DIVYA PRIYA S S,JAI DURAIRAJ P,KEERTHIKA M
DOI: https://doi.org/Background: Duodenal atresia is a congenital gastrointestinal obstruction caused by failure of fetal duodenal recanalization. Although it commonly presents in the neonatal period with bilious vomiting, atypical delayed presentations are increasingly recognized, particularly in Type 1 atresia (duodenal web).
Case Presentation: We describe an 11-month-old infant with a 6-month history of recurrent non-bilious vomiting, intolerance to solids, and failure to thrive. Imaging suggested proximal duodenal obstruction, while intraoperative findings revealed Type 1 duodenal atresia due to a duodenal web, compounded by annular pancreas. Surgical correction was achieved via Kimura’s diamond-shaped duodenoduodenostomy.

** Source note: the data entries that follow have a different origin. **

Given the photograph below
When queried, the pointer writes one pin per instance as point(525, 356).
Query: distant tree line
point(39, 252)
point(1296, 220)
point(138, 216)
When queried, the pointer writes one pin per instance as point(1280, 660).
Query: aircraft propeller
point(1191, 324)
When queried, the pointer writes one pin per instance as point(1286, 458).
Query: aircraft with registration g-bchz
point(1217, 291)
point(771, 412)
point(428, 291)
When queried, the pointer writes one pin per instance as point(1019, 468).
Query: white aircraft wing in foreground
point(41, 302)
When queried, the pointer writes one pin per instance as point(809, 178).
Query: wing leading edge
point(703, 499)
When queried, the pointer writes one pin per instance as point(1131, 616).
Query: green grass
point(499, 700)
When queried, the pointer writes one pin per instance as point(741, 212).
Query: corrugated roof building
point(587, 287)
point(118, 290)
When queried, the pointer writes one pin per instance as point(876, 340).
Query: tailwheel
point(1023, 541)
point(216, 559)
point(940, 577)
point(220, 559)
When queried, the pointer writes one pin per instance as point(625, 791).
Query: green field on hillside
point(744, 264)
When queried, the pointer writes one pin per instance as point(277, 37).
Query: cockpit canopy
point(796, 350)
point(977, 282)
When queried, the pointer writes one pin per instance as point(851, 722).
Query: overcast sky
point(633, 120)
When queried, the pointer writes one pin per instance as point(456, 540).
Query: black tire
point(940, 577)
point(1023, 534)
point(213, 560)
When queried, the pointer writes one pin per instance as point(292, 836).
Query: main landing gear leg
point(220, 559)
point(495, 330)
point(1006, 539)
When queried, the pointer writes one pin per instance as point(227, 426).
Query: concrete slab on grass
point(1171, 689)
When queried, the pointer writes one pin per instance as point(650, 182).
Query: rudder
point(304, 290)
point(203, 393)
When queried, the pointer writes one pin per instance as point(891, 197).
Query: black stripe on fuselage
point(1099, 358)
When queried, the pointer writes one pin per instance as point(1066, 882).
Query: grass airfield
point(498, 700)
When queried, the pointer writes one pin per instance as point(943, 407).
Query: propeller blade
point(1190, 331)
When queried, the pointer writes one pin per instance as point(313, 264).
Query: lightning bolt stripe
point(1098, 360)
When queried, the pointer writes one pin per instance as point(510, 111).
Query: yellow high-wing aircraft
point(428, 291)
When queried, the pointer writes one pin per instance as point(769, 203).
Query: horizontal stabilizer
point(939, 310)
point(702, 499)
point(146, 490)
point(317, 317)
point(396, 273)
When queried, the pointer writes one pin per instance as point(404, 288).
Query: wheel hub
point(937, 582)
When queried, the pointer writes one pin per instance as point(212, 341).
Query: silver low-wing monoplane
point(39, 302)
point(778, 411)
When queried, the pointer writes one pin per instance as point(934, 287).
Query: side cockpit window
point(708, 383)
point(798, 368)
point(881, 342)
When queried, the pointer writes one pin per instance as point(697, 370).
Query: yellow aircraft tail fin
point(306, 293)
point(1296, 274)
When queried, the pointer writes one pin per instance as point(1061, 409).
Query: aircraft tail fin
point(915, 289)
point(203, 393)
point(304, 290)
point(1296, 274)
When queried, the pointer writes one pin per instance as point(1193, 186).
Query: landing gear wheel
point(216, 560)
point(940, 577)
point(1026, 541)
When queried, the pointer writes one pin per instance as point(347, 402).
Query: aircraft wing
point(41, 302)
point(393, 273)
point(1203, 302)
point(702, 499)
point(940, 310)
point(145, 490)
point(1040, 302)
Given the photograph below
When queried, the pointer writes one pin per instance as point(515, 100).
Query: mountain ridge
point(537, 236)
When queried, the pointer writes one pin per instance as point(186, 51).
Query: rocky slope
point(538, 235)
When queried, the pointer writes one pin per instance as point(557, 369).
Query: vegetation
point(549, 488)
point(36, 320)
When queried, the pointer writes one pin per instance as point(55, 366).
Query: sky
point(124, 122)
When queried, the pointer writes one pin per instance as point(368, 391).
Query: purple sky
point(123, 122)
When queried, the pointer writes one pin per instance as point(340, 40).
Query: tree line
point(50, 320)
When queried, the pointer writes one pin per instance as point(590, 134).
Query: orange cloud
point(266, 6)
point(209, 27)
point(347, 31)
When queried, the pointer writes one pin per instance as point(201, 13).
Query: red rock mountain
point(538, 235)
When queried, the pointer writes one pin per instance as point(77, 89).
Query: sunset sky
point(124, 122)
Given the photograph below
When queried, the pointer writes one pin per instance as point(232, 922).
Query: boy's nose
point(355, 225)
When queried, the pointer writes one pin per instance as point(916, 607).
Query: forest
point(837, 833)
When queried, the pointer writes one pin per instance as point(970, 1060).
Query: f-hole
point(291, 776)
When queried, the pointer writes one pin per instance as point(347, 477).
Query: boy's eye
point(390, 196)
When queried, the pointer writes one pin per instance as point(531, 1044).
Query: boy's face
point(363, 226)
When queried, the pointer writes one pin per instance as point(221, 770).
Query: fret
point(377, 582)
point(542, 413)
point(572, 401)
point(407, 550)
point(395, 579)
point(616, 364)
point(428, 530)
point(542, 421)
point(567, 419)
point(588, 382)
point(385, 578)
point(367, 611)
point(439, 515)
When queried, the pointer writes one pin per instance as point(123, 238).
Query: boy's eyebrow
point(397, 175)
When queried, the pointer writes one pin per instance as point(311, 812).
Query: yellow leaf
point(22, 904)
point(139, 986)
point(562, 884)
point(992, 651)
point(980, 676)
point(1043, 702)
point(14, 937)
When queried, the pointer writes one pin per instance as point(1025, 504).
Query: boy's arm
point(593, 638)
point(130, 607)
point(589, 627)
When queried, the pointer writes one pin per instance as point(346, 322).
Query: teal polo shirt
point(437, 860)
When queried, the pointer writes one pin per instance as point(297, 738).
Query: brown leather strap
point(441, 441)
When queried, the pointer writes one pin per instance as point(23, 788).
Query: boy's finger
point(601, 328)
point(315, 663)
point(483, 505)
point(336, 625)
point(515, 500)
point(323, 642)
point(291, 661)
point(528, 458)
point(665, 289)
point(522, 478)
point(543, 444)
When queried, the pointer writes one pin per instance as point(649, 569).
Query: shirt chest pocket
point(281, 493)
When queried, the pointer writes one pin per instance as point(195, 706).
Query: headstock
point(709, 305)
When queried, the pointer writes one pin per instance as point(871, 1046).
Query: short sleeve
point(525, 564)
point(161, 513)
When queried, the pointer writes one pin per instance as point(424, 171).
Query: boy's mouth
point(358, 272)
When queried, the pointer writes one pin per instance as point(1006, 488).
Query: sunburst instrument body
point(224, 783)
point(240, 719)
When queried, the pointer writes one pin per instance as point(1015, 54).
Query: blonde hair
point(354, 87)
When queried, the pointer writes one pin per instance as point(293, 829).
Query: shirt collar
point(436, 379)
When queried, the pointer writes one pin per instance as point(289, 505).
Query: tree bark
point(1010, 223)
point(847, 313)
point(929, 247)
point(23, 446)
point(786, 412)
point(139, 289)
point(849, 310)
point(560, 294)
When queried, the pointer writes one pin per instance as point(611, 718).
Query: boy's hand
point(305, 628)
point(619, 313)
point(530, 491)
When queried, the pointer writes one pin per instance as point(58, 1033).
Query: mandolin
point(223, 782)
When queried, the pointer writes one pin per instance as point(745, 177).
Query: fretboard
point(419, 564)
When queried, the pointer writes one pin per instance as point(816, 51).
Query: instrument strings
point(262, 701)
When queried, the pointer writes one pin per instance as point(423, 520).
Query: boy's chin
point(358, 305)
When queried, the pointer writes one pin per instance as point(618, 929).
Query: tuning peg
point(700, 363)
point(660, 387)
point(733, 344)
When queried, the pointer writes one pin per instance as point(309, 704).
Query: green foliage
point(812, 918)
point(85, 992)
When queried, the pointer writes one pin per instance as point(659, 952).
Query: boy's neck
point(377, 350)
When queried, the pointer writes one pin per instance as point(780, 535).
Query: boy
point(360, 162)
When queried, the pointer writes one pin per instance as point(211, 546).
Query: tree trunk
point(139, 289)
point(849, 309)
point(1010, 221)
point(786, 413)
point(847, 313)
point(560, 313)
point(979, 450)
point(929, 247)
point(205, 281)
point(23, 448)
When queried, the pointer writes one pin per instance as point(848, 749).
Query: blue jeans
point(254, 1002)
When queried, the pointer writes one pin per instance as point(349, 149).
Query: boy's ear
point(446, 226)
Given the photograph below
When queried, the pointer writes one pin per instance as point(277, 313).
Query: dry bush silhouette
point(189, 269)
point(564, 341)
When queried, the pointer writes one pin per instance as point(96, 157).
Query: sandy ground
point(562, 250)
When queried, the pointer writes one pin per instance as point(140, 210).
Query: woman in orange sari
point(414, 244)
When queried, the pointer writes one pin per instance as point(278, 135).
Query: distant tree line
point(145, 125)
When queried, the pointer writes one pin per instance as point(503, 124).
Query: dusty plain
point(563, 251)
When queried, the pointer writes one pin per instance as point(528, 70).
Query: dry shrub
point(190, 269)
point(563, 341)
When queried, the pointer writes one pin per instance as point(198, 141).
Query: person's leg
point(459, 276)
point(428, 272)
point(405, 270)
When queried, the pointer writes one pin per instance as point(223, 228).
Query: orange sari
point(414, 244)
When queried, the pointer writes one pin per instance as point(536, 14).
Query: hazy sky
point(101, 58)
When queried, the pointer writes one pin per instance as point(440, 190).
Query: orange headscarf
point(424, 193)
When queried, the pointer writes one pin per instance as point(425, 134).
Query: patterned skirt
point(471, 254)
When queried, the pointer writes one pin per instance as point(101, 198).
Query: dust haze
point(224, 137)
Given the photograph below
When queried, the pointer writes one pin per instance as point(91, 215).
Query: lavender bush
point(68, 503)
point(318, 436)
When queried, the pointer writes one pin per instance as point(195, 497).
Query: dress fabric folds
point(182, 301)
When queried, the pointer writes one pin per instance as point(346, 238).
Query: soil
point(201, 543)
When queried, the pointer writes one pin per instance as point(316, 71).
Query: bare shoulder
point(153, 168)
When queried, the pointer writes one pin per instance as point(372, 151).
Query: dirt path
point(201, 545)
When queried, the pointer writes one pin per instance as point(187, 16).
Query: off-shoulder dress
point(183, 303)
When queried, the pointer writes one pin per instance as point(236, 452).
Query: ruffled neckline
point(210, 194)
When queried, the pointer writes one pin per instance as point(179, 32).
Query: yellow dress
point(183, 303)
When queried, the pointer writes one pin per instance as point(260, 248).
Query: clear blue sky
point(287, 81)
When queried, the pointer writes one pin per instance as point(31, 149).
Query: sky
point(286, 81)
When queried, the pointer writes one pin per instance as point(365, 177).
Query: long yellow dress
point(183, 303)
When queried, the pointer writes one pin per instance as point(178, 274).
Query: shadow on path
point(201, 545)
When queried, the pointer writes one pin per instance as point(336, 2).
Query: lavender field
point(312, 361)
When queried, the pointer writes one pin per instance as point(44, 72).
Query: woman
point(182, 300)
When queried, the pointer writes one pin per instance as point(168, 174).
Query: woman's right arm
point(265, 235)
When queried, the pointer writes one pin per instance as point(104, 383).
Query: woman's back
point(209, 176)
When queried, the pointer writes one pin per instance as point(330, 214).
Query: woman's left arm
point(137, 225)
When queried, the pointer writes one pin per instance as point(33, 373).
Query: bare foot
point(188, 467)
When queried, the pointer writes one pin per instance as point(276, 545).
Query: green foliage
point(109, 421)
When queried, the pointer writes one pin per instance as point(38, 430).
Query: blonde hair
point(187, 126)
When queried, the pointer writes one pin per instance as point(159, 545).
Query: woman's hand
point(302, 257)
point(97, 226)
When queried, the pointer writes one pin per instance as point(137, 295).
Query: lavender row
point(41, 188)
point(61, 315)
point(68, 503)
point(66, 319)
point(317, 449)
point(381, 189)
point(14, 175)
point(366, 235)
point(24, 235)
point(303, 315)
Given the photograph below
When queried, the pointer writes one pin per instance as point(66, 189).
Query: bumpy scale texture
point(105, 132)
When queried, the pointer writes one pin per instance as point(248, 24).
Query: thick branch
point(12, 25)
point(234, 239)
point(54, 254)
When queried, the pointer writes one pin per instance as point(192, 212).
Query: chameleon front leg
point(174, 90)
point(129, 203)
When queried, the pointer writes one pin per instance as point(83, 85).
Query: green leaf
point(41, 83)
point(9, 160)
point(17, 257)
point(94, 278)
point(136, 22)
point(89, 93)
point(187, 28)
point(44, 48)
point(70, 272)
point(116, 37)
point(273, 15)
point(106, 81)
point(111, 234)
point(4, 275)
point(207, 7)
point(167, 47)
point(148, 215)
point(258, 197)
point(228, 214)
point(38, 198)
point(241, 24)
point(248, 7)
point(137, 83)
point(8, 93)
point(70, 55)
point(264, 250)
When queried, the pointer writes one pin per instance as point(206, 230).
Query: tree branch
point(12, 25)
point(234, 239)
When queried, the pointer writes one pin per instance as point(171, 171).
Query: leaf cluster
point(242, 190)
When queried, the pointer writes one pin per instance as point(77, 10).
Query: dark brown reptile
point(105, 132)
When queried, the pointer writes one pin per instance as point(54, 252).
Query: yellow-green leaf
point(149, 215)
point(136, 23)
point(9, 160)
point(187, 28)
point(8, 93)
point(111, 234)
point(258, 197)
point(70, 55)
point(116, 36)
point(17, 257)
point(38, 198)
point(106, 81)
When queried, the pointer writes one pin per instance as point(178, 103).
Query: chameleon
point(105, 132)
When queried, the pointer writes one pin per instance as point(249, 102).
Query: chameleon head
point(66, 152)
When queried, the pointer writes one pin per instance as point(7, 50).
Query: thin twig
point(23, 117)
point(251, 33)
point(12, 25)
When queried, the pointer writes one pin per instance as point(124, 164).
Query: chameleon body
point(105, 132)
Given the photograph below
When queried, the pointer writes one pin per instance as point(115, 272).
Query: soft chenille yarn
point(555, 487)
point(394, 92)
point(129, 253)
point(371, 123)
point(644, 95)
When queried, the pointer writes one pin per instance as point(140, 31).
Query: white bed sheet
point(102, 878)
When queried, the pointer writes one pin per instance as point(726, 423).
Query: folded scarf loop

Outcome: The infant had an uneventful recovery, with resolution of vomiting, tolerance of regular diet, and significant catch-up growth.
Conclusion: This case highlights the importance of maintaining suspicion for congenital duodenal obstruction beyond the neonatal period. Annular pancreas in conjunction with a duodenal web adds diagnostic and operative complexity, but timely recognition and Kimura’s duodenoduodenostomy provide excellent outcomes.